Editorial
El control de la inteligencia social deja de funcionar cuando todos comparten opinión. En ese caso, el colectivo no sólo no sirve de contrapeso sino que puede acabar de consumar el desastre. Si la burbuja inmobiliaria llegó donde llegó no fue solo por la Ley del Suelo de Aznar o por la decisión de Zapatero de mantener la subvención a la segunda vivienda. Ni siquiera por la desvergüenza de los alcaldes que convirtieron las licencias en un negocio de pícaros. Fue porque a todo el mundo le convenía. Para el promotor era un negocio extraordinariamente rentable y cuantas más facilidades le diesen a él para construir y al cliente para endeudarse o desgravar, mejor, porque eso, además, le permitía subir el precio. Para el comprador, cualquier precio era bueno si sabía que unos meses después valdría más. Para el propietario de cualquier vivienda era estupendo saber que su patrimonio aumentaba sin hacer nada. Al dueño de una finca urbanizable por fin se le presentaba la oportunidad de pasar de ganadero a potentado. Para el banco o la caja de ahorros era un momento de éxtasis, ya que cada vez concedía más créditos y por mayor importe, con unas garantías aparentemente muy sólidas, dado que los bienes hipotecados en el futuro valdrían más. Los ayuntamientos se habían convertido en el Rey Midas: si en lugar de autorizar una vivienda en una parcela autorizaba seis, multiplicaban la riqueza. Al Estado también le tocaba en el reparto. Todo el mundo feliz. El único perjudicado era el comprador que no tuviese otra vivienda previa que poder vender, ya que el umbral de entrada en un mercado tan encarecido era realmente inaccesible. Pero también se hacía cómplice del negocio; aunque se tuviese que endeudar hasta la jubilación, aquello que compraba cada vez valdría más.
Era el clásico juego de la pirámide, en el que todos ganan (unos más que otros, por supuesto) hasta que deja de entrar dinero fresco por la base. En ese momento todo se derrumba, y eso es lo que pasó. La inteligencia colectiva había desaparecido ante la coincidencia general de intereses, ya que ricos y pobres, izquierdas y derechas, empresarios y trabajadores parecían ir en el mismo barco.
Ahora, el barco está más o menos como el ‘Costa Concordia’ y seguimos sin haber cambiado de idea sobre cuál debe ser el rumbo de nuestro país. En el fondo, todos aspiramos a que alguien nos vuelva a poner a flote y reemprender la ruta que llevábamos. Nos gustaba el barco, se vivía bien en él, y lo queremos tal cual, por mucho que sepamos que antes o después volverá a irse a pique.

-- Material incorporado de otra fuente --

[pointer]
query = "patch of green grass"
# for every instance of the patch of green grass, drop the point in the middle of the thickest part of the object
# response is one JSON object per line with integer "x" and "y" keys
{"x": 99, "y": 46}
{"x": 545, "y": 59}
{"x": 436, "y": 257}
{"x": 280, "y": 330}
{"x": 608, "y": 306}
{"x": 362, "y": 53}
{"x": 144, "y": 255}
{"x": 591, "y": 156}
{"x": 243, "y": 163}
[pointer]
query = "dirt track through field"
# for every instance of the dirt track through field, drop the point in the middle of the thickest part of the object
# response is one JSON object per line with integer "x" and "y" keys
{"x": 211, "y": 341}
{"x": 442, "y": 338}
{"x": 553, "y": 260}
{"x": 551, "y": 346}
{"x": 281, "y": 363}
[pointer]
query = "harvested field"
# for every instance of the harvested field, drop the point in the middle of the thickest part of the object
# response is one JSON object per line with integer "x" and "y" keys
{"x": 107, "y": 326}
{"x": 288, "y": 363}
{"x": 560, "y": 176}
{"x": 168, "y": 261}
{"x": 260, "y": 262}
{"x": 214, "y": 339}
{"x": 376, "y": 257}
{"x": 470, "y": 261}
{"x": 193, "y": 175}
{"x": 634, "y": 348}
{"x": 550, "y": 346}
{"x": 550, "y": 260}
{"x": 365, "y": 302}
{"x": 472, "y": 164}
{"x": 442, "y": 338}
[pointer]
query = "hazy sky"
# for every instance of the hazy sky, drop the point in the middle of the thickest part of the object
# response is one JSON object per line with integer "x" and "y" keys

Nadie propone otro modelo económico ni nos ha explicado con qué vamos a sustituir el peso que tenía la vivienda en el PIB y todos sus arrastres sobre otros sectores. Los proyectos alternativos que nos presentan, como los de Invercantabria, no dejan de ser una aspirina cuando lo que se trata es de curar una pulmonía y casi siempre vuelven a la manida fórmula del turismo, del que probablemente ya no quede mucho que ordeñar.
Y mientras esperamos que de esa inteligencia colectiva salga algo más que la idea de volver a coger el mismo barco, alimentamos a la tripulación de tinieblas sobre su futuro, zarpazos sobre su modo de vida anterior y de concursos, pero no de los que sirven para adjudicar obras, sino de los que cada día acaban con una empresa cántabra en el Juzgado Mercantil. A este paso, ni ideas, ni barco, ni tripulación y basta fijarse en la cola de los aplazamientos de Hacienda para saber que el segundo semestre del año va a ser aún más dramático.
A falta de algo mejor a lo que agarrarnos, empezamos a suspirar por un piadoso engaño. Vienna (Joan Crawford) le pedía a Johnny Guitar, “miénteme… Díme que me quieres”. Nosotros también lo necesitamos: “Mariano… dínos que tienes una idea para salir pronto de esta”.